Data Pénurie de main-d’œuvre

Grande démission ou grande rotation? Travailler mieux en Europe, après le Covid

Les employeurs cherchent désespérément à recruter, partout en Europe. C’est le paradoxe de la situation actuelle du marché du travail : le rapport de force n’a jamais été aussi bon pour les travailleurs, mais ils vont malgré tout subir une sévère perte de pouvoir d’achat.

Publié le 15 août 2023 à 16:03

Le taux d’emploi vacant atteint des sommets dans la zone euro : 3,1 % des emplois salariés étaient non pourvus au troisième trimestre 2022, contre 2,6 % un an plus tôt et 2,2 % fin 2019, avant la crise sanitaire, selon les données d’Eurostat. ”Signe que les tensions se multiplient sur le marché du travail, le débat sur les pénuries de main-d’œuvre a remplacé le débat sur le chômage de masse”, estime le chercheur belge Wouter Zwysen, du European Trade Union Institute for Research (ETUI).

Le marché du travail est particulièrement tendu en Autriche, en Belgique, aux Pays-Bas ou encore en Allemagne.
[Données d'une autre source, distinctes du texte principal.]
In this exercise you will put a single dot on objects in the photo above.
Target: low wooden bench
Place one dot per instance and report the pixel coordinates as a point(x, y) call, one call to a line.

Aux Pays-Bas, on compte actuellement 123 postes vacants pour 100 chômeurs, soit 15 fois plus que la France. ”Les entreprises ont du mal à trouver des travailleurs", confirme Pieter Gautier, chercheur à la Vrije Universiteit d'Amsterdam. "Si c'est en partie une plainte légitime, cela signifie aussi qu'elles offrent des salaires trop bas. Si les employeurs acceptaient d’augmenter les salaires, ils trouveraient sûrement des candidats”. 

Les salaires y ont bien augmenté, en moyenne, mais moins vite que l’inflation, ce qui signifie qu’ils ont diminué en termes réels. Résultat, des grèves ont éclaté dans un pays habituellement rompu à la négociation et au compromis. Et des hausses plus substantielles de rémunération ont dû être concédées dans certains secteurs : + 10 % dans le BTP et les chemins de fer, voire + 40 % dans le secteur de la sécurité. Parallèlement, les employeurs se sont tournés vers l’immigration, les Pays-Bas ayant enregistré un solde migratoire record en 2022 (+277 000 personnes). Mais pas de quoi combler tous les besoins.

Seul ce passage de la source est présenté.